Learning English at that stage was interesting. Classes were conducted in English and the textbooks were all in the English language. In fact most of the textbooks came from England and they were based on life in England. Most of the students in the class had almost no knowledge of the English language. Thus it was an uphill task for the teachers. How the teachers did it I really did not know. But the beauty of it was that we survived!
After two years in a Special Malay Class I moved on to Standard Six when all students including those who started Standard One in an English-stream school had to sit for an important examination. Those who passed would be promoted to Form One. That was considered to be a great achievement.
At Standard Six students learnt some interesting things. We learnt very little about our country but many things about Europe. Among others, I had to memorise all the major train stations of the Trans-Siberian Railway lines from Leningrad to Vladivostok although I did not have the slightest idea where those places were on Earth. I learnt that King Harold died by an arrow shot in his left eye at the Battle of Hastings in 1066; he was defeated by William of Normandy. I learnt about Horatio Nelson’s remarks of ‘Thank God I have done my duty’ before he died at the Battle of Trafalgar, and I learnt that the battlecry was ‘Santiago’ when Alfonso D’Albuquerque attacked Malacca in 1511. Until today, I do not know whether I learnt the right things then and why they were considered important for students then. Were they real knowledge or just information? I never studied the geography or history of Malaya at that time?

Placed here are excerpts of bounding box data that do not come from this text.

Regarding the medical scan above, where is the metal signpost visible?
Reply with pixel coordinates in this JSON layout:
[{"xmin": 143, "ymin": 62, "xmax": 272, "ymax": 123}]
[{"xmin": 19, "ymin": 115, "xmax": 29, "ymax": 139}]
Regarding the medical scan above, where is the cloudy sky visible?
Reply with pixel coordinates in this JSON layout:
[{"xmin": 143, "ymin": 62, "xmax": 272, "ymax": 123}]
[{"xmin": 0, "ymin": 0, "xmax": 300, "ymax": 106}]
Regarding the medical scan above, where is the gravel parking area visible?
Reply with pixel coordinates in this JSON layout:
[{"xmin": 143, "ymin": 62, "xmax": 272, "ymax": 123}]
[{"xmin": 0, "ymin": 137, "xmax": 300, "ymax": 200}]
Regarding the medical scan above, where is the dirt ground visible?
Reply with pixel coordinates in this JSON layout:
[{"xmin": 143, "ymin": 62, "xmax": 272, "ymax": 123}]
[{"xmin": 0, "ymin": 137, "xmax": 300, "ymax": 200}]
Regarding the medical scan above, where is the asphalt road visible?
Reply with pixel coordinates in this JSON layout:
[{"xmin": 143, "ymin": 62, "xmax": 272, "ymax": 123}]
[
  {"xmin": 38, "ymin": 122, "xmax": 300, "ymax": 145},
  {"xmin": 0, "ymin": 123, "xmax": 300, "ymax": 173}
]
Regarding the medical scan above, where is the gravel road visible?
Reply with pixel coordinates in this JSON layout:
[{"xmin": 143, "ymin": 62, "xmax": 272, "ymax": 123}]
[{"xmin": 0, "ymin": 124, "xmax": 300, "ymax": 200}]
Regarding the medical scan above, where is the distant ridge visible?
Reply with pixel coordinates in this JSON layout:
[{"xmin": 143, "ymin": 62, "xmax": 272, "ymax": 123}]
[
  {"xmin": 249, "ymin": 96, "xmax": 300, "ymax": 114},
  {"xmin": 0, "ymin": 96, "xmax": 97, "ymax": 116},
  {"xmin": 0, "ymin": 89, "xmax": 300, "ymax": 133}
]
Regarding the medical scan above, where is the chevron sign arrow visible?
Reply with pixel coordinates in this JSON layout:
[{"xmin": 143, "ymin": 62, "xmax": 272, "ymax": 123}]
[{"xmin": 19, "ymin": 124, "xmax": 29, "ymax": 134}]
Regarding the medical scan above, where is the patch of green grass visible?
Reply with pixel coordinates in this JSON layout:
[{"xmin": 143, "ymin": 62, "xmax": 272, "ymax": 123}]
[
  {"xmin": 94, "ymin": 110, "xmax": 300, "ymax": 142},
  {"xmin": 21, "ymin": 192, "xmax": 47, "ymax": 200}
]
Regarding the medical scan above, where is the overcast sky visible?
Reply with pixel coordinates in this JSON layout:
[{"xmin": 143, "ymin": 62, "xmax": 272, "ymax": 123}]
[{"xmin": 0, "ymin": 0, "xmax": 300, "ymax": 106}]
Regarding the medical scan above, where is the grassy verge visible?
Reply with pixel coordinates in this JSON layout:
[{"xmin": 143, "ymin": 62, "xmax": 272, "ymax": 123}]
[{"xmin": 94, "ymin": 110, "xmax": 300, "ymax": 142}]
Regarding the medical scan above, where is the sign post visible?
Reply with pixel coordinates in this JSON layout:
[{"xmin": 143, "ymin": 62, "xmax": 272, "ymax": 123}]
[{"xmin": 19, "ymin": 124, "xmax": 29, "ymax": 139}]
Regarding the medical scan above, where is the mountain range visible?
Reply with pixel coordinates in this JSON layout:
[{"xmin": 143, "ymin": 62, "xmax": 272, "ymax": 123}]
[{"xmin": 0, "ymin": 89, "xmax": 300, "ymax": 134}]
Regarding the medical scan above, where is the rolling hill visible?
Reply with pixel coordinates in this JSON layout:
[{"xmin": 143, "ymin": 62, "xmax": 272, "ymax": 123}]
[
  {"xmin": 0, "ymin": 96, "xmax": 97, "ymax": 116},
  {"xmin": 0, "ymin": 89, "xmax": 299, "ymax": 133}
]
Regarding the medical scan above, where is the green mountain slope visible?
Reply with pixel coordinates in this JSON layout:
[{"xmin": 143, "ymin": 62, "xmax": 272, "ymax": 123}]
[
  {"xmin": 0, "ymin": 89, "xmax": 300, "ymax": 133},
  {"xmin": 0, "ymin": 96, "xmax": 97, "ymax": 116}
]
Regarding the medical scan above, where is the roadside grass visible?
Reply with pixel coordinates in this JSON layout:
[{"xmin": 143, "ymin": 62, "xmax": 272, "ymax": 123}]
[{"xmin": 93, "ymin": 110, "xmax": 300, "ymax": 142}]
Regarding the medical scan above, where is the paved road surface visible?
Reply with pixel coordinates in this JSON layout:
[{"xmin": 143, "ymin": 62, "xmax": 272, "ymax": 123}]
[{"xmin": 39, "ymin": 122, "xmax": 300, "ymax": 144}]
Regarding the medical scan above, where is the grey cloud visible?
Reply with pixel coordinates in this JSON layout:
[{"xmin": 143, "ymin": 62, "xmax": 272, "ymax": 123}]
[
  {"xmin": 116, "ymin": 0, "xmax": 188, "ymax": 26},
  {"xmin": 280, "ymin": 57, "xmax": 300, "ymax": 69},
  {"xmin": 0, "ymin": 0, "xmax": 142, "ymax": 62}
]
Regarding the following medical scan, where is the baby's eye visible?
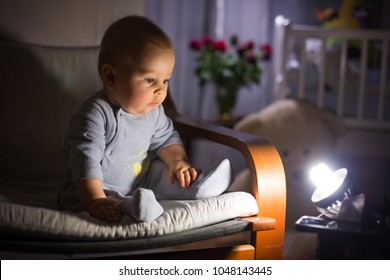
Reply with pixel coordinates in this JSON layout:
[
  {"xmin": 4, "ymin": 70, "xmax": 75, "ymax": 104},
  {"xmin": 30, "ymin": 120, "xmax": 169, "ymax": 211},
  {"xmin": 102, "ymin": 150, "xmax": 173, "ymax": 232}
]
[{"xmin": 145, "ymin": 78, "xmax": 155, "ymax": 84}]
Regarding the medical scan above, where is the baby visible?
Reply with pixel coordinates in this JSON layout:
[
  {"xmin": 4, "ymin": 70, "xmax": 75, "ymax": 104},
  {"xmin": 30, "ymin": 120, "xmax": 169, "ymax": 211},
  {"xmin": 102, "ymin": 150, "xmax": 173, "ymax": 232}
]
[{"xmin": 58, "ymin": 16, "xmax": 232, "ymax": 222}]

Anyway, I sat for the important Standard Six examination in 1959. I did very well and obtained an ‘A’ grade with second highest marks in the whole school. I was awarded a book prize which was given by the headmaster at a school assembly. I remember the book was titled ‘The Wonder Book’ and it was a collection of children stories in Europe. The student with top marks was a girl. She was very clever in class.

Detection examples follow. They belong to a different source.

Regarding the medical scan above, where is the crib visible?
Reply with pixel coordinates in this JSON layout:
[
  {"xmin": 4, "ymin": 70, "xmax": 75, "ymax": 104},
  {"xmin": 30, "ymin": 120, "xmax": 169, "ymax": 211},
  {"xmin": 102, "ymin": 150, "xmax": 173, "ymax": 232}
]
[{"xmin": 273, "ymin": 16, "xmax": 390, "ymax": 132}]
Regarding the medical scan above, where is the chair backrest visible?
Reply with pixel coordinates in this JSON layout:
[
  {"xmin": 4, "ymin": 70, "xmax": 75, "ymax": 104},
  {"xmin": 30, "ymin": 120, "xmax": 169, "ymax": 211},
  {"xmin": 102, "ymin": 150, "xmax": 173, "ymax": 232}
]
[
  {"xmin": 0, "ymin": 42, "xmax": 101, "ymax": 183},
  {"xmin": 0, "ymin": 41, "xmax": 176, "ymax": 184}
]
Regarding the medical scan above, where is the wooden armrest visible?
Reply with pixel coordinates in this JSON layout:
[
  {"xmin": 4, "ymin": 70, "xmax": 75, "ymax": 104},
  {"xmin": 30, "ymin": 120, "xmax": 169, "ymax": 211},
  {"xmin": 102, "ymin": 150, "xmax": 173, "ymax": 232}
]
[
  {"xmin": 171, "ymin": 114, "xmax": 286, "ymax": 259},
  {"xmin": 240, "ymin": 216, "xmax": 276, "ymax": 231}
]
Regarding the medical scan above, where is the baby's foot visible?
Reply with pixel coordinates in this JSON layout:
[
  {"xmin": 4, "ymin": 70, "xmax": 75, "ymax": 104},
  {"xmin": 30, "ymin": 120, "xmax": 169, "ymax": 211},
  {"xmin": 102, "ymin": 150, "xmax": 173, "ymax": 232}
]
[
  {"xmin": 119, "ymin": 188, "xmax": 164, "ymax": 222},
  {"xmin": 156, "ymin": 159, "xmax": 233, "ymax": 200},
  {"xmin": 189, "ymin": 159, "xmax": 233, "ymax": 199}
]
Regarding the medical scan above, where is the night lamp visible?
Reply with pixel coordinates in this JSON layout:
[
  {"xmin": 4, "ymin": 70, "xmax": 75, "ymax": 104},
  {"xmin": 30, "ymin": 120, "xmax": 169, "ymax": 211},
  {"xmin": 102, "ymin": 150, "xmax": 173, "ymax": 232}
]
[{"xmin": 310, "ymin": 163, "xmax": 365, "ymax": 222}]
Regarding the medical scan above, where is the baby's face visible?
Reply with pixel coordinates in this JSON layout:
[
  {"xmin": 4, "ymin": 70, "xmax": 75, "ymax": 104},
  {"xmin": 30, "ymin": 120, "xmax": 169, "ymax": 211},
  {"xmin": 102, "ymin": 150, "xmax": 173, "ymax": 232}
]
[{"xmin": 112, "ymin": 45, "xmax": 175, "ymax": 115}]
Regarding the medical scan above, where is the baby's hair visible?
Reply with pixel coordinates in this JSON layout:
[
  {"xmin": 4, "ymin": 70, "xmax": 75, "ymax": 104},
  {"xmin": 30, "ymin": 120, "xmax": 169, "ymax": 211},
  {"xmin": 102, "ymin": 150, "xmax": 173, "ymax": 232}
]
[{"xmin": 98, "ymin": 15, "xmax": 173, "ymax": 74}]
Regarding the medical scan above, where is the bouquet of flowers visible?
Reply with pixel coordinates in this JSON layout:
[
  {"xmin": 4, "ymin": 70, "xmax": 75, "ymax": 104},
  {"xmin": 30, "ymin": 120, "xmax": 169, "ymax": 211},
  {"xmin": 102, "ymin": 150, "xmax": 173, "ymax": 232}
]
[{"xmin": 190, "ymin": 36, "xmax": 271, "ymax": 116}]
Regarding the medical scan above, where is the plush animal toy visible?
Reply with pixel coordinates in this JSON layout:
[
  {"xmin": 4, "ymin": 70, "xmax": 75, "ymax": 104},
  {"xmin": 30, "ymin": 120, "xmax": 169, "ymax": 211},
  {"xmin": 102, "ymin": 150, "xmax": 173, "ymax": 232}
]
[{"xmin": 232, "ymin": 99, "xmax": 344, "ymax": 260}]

A Short Note On Some Of My Teachers.
Although it was over fifty years ago when I was in primary school, some of the teachers who taught and guided me in and outside the classrooms are still in my memory and they deserved special mention. At the Malay school I remember very well the Cik Gu who taught me reading and arithmetics. He had that fearsome look and I was scared of him, especially that he was a good friend of my father. He lived across the road in front of my house. But I consider him to be an excellent teacher because I learnt a lot in his class. Until today I believe that teachers who exert authority in their classes are likely to impart more knowledge to their students! I had a few other teachers who taught and guided me well in the Malay school, including lady teachers. Some of them supervised games and athletics after school. I was a member of the ‘Anak Serigala’ or wolves, a club for those who were too young to be a Boy Scout. We had our own uniform including badges and cap. We had outings after school hours. Occasionally, we had camp-fires at night together with the older Boy Scouts. The teachers who supervised these activities were all dedicated but I could not remember their names clearly now.

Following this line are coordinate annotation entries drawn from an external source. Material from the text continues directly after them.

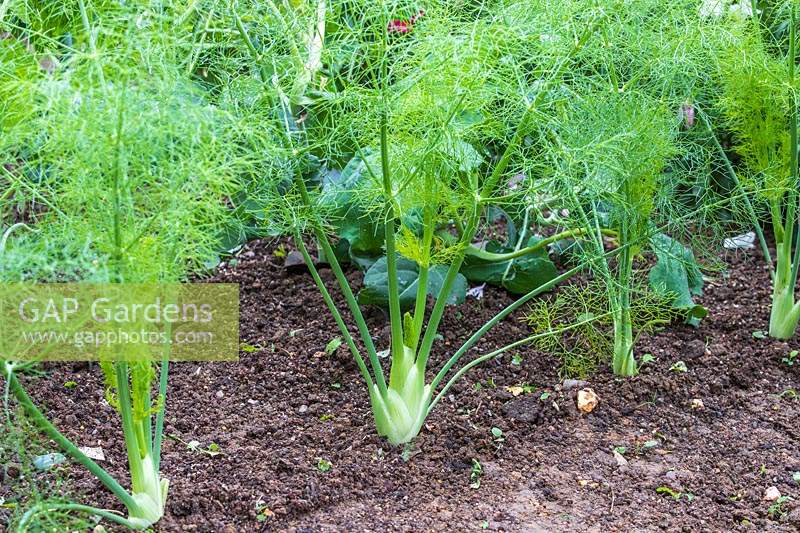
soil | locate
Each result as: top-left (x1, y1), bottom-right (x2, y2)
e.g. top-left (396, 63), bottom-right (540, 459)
top-left (1, 241), bottom-right (800, 532)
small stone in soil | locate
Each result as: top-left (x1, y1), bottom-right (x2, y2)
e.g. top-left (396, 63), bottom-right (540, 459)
top-left (764, 487), bottom-right (781, 502)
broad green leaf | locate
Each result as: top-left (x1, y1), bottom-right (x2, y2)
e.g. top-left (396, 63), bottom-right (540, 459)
top-left (649, 233), bottom-right (708, 325)
top-left (461, 237), bottom-right (558, 294)
top-left (358, 256), bottom-right (467, 310)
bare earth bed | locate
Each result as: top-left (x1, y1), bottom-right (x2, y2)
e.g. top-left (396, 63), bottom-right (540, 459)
top-left (7, 242), bottom-right (800, 532)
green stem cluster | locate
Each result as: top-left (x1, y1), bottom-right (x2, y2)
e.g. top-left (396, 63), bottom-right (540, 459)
top-left (278, 12), bottom-right (597, 444)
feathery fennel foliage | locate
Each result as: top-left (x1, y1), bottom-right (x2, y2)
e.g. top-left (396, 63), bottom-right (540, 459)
top-left (709, 1), bottom-right (800, 339)
top-left (237, 1), bottom-right (602, 444)
top-left (0, 0), bottom-right (251, 529)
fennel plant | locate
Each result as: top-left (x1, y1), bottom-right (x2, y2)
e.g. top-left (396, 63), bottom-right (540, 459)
top-left (703, 1), bottom-right (800, 339)
top-left (0, 0), bottom-right (242, 530)
top-left (236, 2), bottom-right (603, 444)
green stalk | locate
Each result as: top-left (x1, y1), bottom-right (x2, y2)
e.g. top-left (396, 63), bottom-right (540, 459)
top-left (611, 243), bottom-right (637, 376)
top-left (294, 231), bottom-right (372, 390)
top-left (417, 210), bottom-right (480, 373)
top-left (381, 111), bottom-right (405, 370)
top-left (0, 365), bottom-right (138, 510)
top-left (406, 176), bottom-right (434, 353)
top-left (431, 265), bottom-right (585, 391)
top-left (153, 356), bottom-right (172, 472)
top-left (114, 361), bottom-right (145, 494)
top-left (294, 176), bottom-right (387, 396)
top-left (17, 502), bottom-right (145, 533)
top-left (769, 2), bottom-right (800, 339)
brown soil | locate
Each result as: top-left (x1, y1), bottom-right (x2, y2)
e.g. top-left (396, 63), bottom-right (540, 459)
top-left (1, 242), bottom-right (800, 532)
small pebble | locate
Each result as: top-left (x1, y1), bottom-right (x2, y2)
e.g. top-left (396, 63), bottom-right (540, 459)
top-left (764, 487), bottom-right (781, 502)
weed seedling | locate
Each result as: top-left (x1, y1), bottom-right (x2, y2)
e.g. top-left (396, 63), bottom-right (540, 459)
top-left (317, 457), bottom-right (333, 473)
top-left (767, 496), bottom-right (792, 520)
top-left (469, 458), bottom-right (483, 489)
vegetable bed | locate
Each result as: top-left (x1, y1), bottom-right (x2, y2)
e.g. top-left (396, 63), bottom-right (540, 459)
top-left (7, 241), bottom-right (800, 531)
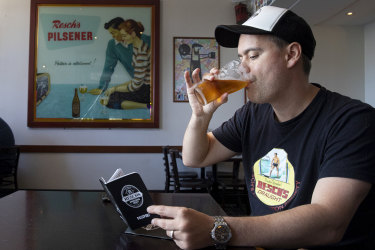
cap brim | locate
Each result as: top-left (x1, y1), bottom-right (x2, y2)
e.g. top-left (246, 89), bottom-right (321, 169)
top-left (215, 25), bottom-right (271, 48)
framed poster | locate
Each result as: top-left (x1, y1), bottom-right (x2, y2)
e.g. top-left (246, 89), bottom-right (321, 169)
top-left (28, 0), bottom-right (160, 128)
top-left (173, 37), bottom-right (220, 102)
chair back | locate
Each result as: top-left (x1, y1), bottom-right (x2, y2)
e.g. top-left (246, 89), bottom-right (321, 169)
top-left (169, 149), bottom-right (182, 192)
top-left (0, 146), bottom-right (20, 190)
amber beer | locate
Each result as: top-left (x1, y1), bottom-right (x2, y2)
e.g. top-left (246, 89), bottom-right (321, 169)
top-left (194, 80), bottom-right (247, 105)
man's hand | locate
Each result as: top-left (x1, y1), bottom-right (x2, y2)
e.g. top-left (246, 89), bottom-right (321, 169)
top-left (147, 206), bottom-right (214, 249)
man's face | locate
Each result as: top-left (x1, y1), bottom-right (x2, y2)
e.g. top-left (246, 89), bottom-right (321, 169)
top-left (120, 29), bottom-right (135, 44)
top-left (108, 27), bottom-right (121, 42)
top-left (238, 35), bottom-right (287, 104)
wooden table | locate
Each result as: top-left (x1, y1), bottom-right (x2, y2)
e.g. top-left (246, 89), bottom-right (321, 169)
top-left (0, 191), bottom-right (253, 250)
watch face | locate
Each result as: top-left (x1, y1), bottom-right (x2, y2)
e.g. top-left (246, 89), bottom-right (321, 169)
top-left (215, 225), bottom-right (230, 243)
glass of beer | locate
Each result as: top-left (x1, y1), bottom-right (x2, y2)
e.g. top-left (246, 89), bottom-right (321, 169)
top-left (99, 94), bottom-right (109, 114)
top-left (194, 59), bottom-right (248, 105)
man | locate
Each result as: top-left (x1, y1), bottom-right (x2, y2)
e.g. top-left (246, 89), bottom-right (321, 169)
top-left (88, 17), bottom-right (150, 95)
top-left (148, 6), bottom-right (375, 249)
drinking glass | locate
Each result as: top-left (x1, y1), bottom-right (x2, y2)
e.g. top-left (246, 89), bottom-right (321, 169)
top-left (194, 59), bottom-right (248, 105)
top-left (99, 93), bottom-right (109, 114)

At the English school I remember a number of teachers who I learnt to respect a lot. Miss Sarojini taught me during the special Malay classes and she must have had a tough time teaching a group of Malay students who could not converse in English. But I remember her to be very kind and patient. I remember Mr. Goh who taught me in Standard Six. He was rather soft spoken but exemplary in his patience in dealing with students. Then there was Mr. Sidek. He taught at the upper levels but occasionally came to my class at Standard Six. He was a disciplinarian and I was scared of him.
All these teachers, and some others were exemplary in their dedication. I will say more on my teachers including those at secondary schools later on.